Last fall, St. Thomas More junior Kaitlin Kizewski wanted to do something to raise money to help cancer patients.
As a child, she couldn’t comprehend the magnitude of the disease after losing her grandpa to lung cancer, but as a teen, cancer has chipped away at her heart on a number of levels. Several staff members of St. Thomas More have survived various forms of cancer, and one is currently battling lymphoma. The disease recently hit Kizewski on a personal level as well.
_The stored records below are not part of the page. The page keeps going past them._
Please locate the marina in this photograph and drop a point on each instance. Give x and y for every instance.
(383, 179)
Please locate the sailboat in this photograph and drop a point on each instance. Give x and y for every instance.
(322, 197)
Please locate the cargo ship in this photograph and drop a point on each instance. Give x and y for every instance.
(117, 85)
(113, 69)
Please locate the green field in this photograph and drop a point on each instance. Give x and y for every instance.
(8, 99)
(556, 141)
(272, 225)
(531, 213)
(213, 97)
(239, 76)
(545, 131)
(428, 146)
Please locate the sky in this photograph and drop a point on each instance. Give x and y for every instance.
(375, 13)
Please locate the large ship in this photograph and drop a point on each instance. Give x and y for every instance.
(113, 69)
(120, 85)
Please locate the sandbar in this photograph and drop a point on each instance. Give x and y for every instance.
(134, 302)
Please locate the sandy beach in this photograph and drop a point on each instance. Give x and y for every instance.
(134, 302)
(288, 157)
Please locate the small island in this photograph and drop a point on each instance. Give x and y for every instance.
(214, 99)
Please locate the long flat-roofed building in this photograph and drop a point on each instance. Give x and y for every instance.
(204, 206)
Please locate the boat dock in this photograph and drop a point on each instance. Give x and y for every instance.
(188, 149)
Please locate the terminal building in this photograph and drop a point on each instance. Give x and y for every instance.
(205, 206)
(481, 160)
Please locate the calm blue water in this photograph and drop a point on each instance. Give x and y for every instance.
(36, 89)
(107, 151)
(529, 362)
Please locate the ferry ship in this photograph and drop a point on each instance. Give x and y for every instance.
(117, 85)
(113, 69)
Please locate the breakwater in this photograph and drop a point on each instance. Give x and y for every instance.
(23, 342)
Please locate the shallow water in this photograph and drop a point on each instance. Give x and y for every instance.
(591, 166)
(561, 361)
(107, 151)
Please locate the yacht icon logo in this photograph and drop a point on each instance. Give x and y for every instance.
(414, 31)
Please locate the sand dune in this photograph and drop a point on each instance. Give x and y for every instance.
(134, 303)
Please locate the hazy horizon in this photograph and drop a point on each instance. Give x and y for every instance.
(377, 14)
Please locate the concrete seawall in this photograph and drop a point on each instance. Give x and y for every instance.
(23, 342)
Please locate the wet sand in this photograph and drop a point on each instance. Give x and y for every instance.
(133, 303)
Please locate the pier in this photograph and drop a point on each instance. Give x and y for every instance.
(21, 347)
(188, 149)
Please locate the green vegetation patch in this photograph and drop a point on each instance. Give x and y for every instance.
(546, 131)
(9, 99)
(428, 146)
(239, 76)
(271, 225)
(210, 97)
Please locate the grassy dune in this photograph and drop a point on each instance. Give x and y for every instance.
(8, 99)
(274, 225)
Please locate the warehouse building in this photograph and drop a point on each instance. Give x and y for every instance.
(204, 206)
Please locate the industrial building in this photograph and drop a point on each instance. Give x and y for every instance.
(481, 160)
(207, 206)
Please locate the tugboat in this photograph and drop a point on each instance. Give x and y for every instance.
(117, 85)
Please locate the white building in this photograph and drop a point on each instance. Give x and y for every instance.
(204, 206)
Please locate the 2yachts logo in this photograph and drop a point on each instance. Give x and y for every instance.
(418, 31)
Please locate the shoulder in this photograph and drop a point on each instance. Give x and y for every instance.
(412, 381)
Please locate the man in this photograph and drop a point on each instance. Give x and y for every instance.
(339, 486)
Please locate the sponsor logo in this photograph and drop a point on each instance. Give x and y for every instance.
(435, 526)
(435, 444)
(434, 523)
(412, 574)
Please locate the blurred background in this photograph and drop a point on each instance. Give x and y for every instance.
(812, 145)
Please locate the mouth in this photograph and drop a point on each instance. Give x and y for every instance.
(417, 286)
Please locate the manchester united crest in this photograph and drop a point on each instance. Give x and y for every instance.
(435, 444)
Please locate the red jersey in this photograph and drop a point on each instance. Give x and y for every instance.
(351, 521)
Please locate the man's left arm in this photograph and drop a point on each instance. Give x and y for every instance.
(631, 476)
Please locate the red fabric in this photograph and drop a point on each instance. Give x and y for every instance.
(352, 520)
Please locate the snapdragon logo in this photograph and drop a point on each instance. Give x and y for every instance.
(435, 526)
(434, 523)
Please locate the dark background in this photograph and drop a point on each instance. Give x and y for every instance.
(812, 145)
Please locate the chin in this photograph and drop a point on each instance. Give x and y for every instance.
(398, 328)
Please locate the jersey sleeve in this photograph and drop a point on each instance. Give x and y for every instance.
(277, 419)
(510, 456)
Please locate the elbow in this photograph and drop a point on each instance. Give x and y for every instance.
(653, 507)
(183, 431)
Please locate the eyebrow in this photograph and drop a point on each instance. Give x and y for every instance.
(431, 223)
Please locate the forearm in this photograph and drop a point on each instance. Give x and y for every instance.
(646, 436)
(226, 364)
“In the past year, I found out that one of my close friends, who I have known for the past 12 years, could possibly have cancer,” said the 16-year-old. “This affected me so much more than it did when I was younger. I was very upset, just like anyone would be.”
After reflecting on the many people directly or indirectly affected by the ravages of cancer, Kizewski put her Catholic faith into action by approaching guidance counselor Sara Vahl about moderating a club called, “Faith Can Cure Cancer.”
“She said she wanted to start it because cancer is something that affects everyone,” said Vahl. “And since we began, we have already 40 members in the group. We were shocked at the amount of students who were willing to step up and not only join the club, but participate and run events. It continues to grow as the year goes on.”
For Kizewski, it was an opportunity to share her faith and give back to others in the community.
“I have been very blessed in my life, and I feel that it is important to help those around me,” she said. “My parents have always told me that I should put others before myself, so I will always help others when they need it. An important part of being a Catholic is helping others, so by creating this club and promoting cancer awareness I do feel that I am living my Catholic faith through this club.”
So far, the club participated in the Susan G. Komen Race for the Cure, sold pink carnations in October for breast cancer and donated the money to the Susan G. Komen fund.
Last November, students paid $2 to wear a hat to school with proceeds going to Caps for Kids Foundation, a non-profit organization that donates celebrity autographed hats and sports memorabilia to children with cancer.
“We have raised over $1,000 this year already,” said Vahl. “We will be starting the Pennies for Patients contest, and in May we will also be doing a pony tail drive and hair stylists around the city will volunteer their time to cut each participant’s hair for free and the hair will go toward making wigs for cancer patients. We will recognize those who donate their hair and those who are cancer survivors on our staff at our all-school Mass the next day.”
In raising funds for research, Kizewski hopes a cure comes soon so cancer sufferers no longer feel helpless.
“I also wanted to create this club because I want to raise awareness of cancer, and let those who are currently dealing with the disease know that there are people supporting them,” she said. “Cancer affects so many people and I believe that this club gives hope to those who are affected by cancer or know someone who has cancer.”
According to Kizewski, the club’s name was the collaborative effort of herself and four other students who wanted the name to contain the word cancer and a message relating it to their school.
“So we came up with Faith Can Cure Cancer,” she said, adding, “It is more of the idea that you should keep your faith in God while you or someone else is dealing with cancer.”
In addition to raising funds, students often gather to pray for others affected by the disease said Vahl.
“We pray for those suffering from, those who survived, or lost the battle to cancer over our morning announcements,” she said. “We have recognized specific people at school Masses. We also had shirts made, which can be seen on our Web site that states, ‘Faith can cure cancer: Praying for the survivors, remembering the taken, and never ever losing faith,’ It was Kaitlin who came up with that quote.”
While many high school students participate in fundraisers, Vahl is adamant that the values instilled in the Catholic education at St. Thomas More have played a significant role in the club’s creation and success.
“The selfless events, time, and effort all the students put into this club to raise awareness and money for those battling this horrible disease is a direct link to the message we portray at St. Thomas More,” she said. “I can’t think of a better way to communicate our Catholic faith than to watch our students modeling and living out the message of community service every day. The Faith Can Cure Cancer club exemplifies this message and allows students to actively participate in their faith.”